Manny's nerve broke. "Run!" he yelled, and grabbed Fran's arm as he hurtled towards the stairs down to the underground platform. Fran grabbed Bernard, on the general theory that she shouldn't have to be the only one being dragged. The suitcase bumped down the steps ahead of them, out of control, and Manny lunged to grab the trolley handle just before it rolled off the edge of the platform. "What do I do, what do I do?" he blurted. Bernard slapped him across the face, and Manny blinked. "What?" he said expectantly, turning to face him.
Bernard gave a narrow-shouldered shrug. "I don't know! I just felt like slapping you."
"Train's coming!" Fran said. "Quick, get the suitcase on board before the guard comes." Well, they could. She might stay behind and get arrested. Maybe the dishy security man would have some handcuffs.

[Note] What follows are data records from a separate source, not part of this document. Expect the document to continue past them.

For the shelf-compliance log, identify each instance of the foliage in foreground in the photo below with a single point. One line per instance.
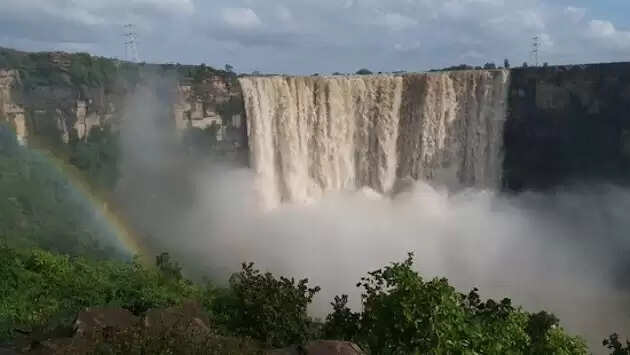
(614, 344)
(403, 314)
(273, 311)
(40, 290)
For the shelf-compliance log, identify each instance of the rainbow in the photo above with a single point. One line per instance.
(128, 239)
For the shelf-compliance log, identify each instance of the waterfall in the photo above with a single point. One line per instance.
(312, 135)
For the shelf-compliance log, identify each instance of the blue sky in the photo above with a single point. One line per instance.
(308, 36)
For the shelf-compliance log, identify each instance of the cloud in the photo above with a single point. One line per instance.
(575, 13)
(323, 35)
(241, 18)
(606, 31)
(407, 47)
(396, 22)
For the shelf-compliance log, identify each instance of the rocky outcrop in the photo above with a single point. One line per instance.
(321, 347)
(568, 124)
(92, 320)
(65, 96)
(184, 329)
(10, 110)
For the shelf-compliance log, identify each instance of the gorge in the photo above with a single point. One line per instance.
(473, 170)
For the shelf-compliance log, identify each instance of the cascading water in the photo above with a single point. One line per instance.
(312, 135)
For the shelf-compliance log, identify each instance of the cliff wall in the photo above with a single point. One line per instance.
(568, 124)
(63, 96)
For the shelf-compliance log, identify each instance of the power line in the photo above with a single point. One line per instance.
(131, 48)
(535, 48)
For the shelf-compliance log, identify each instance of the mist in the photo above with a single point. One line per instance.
(564, 251)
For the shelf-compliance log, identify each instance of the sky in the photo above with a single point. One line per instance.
(324, 36)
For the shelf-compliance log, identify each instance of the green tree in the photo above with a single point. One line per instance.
(403, 314)
(614, 344)
(267, 309)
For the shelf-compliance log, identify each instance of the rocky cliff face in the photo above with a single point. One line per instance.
(568, 124)
(65, 96)
(10, 110)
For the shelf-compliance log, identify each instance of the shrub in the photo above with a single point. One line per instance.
(40, 290)
(403, 314)
(273, 311)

She looked back towards the stairs, and pouted in disappointment when she saw he wasn't chasing them yet. Honestly, some men. What did you have to do, draw a map?
A tide of people surged around them as the train doors opened, impeding Manny's feeble efforts to lift the suitcase on board. "Help me, Bernard, help me Bernard!" he begged. Bernard flailed ineffectually a bit. "Stop helping me, Bernard!" Manny corrected.

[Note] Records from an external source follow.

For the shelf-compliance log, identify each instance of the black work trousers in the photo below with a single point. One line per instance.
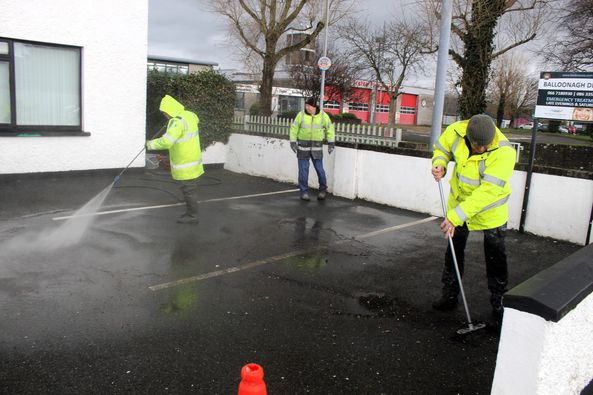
(189, 189)
(496, 262)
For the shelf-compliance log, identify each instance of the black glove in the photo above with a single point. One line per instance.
(330, 147)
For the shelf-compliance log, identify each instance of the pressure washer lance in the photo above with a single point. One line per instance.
(471, 327)
(117, 177)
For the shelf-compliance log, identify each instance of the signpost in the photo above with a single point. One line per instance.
(560, 96)
(565, 96)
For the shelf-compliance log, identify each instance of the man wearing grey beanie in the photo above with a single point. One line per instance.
(484, 162)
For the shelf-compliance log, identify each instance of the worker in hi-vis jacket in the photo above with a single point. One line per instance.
(182, 139)
(484, 162)
(307, 132)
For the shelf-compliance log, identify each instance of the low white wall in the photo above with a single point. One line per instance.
(113, 38)
(559, 207)
(541, 357)
(215, 153)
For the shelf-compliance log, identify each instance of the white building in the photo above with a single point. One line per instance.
(72, 84)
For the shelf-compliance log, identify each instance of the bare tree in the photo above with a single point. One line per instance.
(512, 90)
(389, 52)
(482, 31)
(259, 25)
(339, 78)
(572, 47)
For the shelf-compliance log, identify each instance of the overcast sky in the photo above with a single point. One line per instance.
(184, 29)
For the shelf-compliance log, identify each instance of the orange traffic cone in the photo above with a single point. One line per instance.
(252, 380)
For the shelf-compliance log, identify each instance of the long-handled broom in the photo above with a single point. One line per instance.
(471, 327)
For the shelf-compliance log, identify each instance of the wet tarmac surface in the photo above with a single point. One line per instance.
(329, 297)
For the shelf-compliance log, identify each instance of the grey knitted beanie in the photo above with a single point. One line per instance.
(481, 130)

"Heave, Manny, heave!" Fran called, cheerleading from behind the lines.
"Work that flab!" Bernard bellowed from beside her. "Do you want to be able to fit into your pretty dress for prom night?"
"Gnyargh!" Manny finally succeeded in hoisting the trolley off the ground and up into the train carriage, pig and all. He turned around to face them, raising his fists in triumph. The train doors closed behind him and it pulled away from the platform, chugging rapidly away into the darkness.
They stood side by side for a while, staring reflectively at the posters on the other side of the tunnel.
"Oh, well, somebody'll probably let him out," Fran said.
"After all, every train has to come to a stop somewhere," Bernard said.
"Mmm. Quite so." They all nodded wisely, and there was a further silence.
"Unless it was a Circle Line train, of course," Manny said. "Ha, ha, ha."
Fran grinned. "Heh, heh, yes, that would be funny, wouldn't it?"
"Hilarious." Bernard mimed slapping his knee.
She slid her eyes sidelong to the prominent bright yellow sign that said Circle Line, then hastily yanked them away again.
"So," Bernard said, bringing his hands together. "Who fancies a bacon sandwich?"